Directive Name | Arguments | Effect
|
endOfInput | nil | Matches end of character input.
|
string | any 1 atom | Bind the longest string (i.e. series of space-seperated words) it
can find to the atom passed to it, which is passed to the verb's method.
A word is a list of anything that Char.isGraph returns true for.
Because of this, string pretty much always matches the entire
rest of the line. So, for example, "string: inputString" will pass the
argument inputString to the verb's method containing the rest of
the line.
|
stringUntil | until string rest
| Fills string with words until it reaches a word that
matches the word (or list of words) stored in until .
|
matchWord | word rest
| The word argument should contain a string with the word that
needs to be matched in the input. rest contains a full parse
tree.
|
getWord | word rest
| The word is filled with the next word in the input.
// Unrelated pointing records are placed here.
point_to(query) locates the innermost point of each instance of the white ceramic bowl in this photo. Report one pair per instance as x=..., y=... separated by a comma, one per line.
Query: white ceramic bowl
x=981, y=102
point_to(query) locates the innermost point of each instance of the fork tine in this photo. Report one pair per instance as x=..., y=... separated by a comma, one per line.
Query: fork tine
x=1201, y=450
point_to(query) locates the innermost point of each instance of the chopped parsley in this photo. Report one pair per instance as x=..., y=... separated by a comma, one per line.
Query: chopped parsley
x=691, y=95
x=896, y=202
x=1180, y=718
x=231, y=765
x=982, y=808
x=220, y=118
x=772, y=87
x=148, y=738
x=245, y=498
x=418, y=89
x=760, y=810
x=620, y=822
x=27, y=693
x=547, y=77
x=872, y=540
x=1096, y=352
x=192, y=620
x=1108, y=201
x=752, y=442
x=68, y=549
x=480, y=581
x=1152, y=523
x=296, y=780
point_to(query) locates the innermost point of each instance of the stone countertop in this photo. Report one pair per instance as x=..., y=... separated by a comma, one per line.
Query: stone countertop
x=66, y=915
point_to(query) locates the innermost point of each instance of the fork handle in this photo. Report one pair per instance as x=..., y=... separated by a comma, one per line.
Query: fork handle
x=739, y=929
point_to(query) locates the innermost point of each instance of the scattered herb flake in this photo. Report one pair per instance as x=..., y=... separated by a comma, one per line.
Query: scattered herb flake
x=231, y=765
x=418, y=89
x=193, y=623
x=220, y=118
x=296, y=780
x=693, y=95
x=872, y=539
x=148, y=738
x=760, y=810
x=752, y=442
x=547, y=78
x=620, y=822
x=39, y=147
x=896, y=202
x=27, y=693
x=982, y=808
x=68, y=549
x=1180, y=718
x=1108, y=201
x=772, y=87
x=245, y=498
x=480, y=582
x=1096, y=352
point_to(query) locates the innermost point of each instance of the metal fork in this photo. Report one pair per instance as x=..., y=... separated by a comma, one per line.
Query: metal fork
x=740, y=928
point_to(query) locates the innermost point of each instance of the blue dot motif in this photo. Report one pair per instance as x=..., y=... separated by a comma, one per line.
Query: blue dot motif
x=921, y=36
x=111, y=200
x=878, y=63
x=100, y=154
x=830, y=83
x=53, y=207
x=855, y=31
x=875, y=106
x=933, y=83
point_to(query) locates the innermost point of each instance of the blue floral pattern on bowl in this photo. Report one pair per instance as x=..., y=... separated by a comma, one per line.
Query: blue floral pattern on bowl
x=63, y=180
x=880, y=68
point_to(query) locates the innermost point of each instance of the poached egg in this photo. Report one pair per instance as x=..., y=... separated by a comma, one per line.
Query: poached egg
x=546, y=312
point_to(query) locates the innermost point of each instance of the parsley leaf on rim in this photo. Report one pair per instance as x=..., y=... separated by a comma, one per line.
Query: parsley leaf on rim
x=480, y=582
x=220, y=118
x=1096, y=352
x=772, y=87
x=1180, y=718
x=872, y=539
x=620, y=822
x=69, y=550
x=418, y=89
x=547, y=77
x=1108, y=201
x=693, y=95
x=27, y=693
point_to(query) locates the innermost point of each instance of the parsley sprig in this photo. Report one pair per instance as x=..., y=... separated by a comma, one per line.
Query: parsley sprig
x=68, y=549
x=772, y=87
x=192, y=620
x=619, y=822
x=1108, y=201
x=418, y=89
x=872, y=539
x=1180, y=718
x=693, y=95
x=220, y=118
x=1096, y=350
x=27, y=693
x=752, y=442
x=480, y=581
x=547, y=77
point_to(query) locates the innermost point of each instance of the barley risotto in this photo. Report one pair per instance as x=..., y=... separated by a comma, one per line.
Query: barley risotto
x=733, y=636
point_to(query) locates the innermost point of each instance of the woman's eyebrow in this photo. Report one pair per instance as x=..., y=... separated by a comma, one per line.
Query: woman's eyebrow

rest contains a full parse tree.
|
plus | first second
| This is the choice operator. Evaluates first as a full
parse tree. If the parsing of first succeeds, returns that.
Otherwise, tries to parse with second , returning that if
succesful. Otherwise fails.
|
multiMatchWord | words wordFound rest
| Attempts to match anything from the list of strings in
words . Whichever word is actually matched is given to the method
in the atom named by wordFound . rest is the parse tree
for everything after that word.
|
article | wordFound rest
| Same as multiMatchWord with words set to the contents of the
articles attribute on the Parser object.
|
mayHaveArticle | wordFound rest
| Same as article, but accepts strings that don't start
with an article as well.
|
bracket | left right rest
| Matches anything entirely inside the brackets defined by
left and right . Works if both left and right are words or if both are
single characters, but not for a mix of the two. Note that it does not deal with nesting
in any real way, and will only succeed if the first word or character in
that part of the parse matches left and the last matches
right , regardless of what's in the middle.